Breaches caused by insecurely-configured Amazon S3 buckets are not new. Researchers have been sounding the alarm since 2013. However, S3-related breaches continue to make the news. Last Friday (20170901), researchers announced the discovery of records for four million Time Warner Cable customers due to an improperly secured Amazon S3 bucket.

Amazon has been proactive in raising awareness of this issue. However, the problem persists, and is widespread.

Let’s be clear: The problem here isn’t just one of potential exposure of PII. The amazonaws.com domain, which is used to access files stored in S3, is often allowed through firewalls and proxies. A publicly-accessible bucket doesn’t just provide attackers with the ability to copy files from the bucket. It also allows for the modification of existing files, or the uploading of new files.

This presents two dangers: First, it appears that some web content is hosted or staged in S3. If an attacker can modify this content, he can introduce malicious code, change the content of websites, etc. Second, given the trust shown to the amazonaws.com domain, an attacker could conceivably host malware in a vulnerable S3 bucket and leverage it during a phishing campaign, use it as a staging area for attacks, and so forth.

Further, it’s not enough that you secure your S3 buckets. If your bucket was publicly-accessible at one point, it’s likely cached or archived. As Rapid7 points out in the above-referenced article, Google dorks such as:

site:s3.amazonaws.com filetype:xls password

work just fine, even if the bucket is currently secure. Other archival sites would similarly have copies of data from your once-public bucket as well.

To facilitate my own research, and to help assess the exposure of clients, I developed and made available from GitHub some simple python code designed to take a string or domain as input and perform a check to determine the status of the S3 bucket.

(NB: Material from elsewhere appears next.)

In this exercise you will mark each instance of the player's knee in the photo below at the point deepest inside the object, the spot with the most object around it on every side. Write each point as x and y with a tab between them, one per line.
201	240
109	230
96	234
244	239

Example 1: Working with strings

In the image below, I am checking for the existence of an S3 bucket named example. The code checks that exact string, and several variants, and returns lines containing the result followed by the string tested.

Possible results are:

None: The bucket doesn’t exist
Secure: The bucket exists, but is inaccessible
Redirect: The bucket exists, but refers us to a different URL
BadName: The name violates Amazon’s restrictions
BINGO!: The bucket exists and is publicly accessible

The code will only check for variants if a non-404 status is returned. I tested it with and without this restriction, and the number of buckets that exist in variant form when the base string doesn’t exist is so small as to make this not worth the time necessary to perform the checks, particularly when checking against large lists.

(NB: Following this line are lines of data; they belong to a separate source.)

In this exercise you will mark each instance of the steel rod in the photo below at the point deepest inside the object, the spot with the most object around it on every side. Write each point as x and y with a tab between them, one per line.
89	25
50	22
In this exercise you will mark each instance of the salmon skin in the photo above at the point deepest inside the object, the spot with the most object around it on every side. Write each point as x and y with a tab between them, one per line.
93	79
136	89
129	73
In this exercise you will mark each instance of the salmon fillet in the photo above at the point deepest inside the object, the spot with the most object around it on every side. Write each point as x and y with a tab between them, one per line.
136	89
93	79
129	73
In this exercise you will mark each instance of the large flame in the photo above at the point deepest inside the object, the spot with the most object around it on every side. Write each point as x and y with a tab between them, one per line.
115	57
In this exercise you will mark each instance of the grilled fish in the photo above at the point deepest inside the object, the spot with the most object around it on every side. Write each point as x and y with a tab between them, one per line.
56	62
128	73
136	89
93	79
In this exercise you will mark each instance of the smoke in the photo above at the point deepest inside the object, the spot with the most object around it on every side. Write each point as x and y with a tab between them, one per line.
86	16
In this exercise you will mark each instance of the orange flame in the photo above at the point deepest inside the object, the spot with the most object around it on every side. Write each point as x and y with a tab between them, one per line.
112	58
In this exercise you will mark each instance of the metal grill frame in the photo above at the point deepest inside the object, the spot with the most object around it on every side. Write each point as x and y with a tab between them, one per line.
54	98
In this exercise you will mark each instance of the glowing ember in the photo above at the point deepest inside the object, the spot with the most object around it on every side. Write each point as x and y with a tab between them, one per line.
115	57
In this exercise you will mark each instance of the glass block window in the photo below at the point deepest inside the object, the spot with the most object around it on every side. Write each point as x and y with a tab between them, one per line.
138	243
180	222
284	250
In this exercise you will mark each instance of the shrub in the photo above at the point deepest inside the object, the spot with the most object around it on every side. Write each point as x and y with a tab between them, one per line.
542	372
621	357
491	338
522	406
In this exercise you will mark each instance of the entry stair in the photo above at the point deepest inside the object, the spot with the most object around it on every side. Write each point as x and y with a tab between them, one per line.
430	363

Example 2: Working with domains

In the next image, I use the code to check for the existence of buckets based on the example.com domain. As you can see, the output is a bit longer, because the code performs some additional transformations, including:

Checking for the string represented by the leftmost label of the domain
Checking for the existence of a bucket based on certain subdomains (www and s3)
Checking for variants as above

As you can see, we are successful: example.com-production exists and is publicly accessible. Were we to install the awscli toolkit via pip install awscli --upgrade --user, we could then manipulate the data found there.

Typical usage

In practice, I use the tool to cycle through a list of domain names for which a client is responsible, to determine whether any relevant buckets exist, and whether they’re accessible. However, the tool could also be used to programmatically monitor the status of one or more buckets and alert when that status changes.

The code is by no means complex. But it is certainly useful. One could feed it, say, the top thousand or so names from the Alexa Top 1 Million list, and work with any exposed organizations to help them secure their data. One could also proactively scan their web proxy logs or DNS query logs for S3-related traffic, extract names, and perform checks to ensure the buckets in use in your environment are properly secured.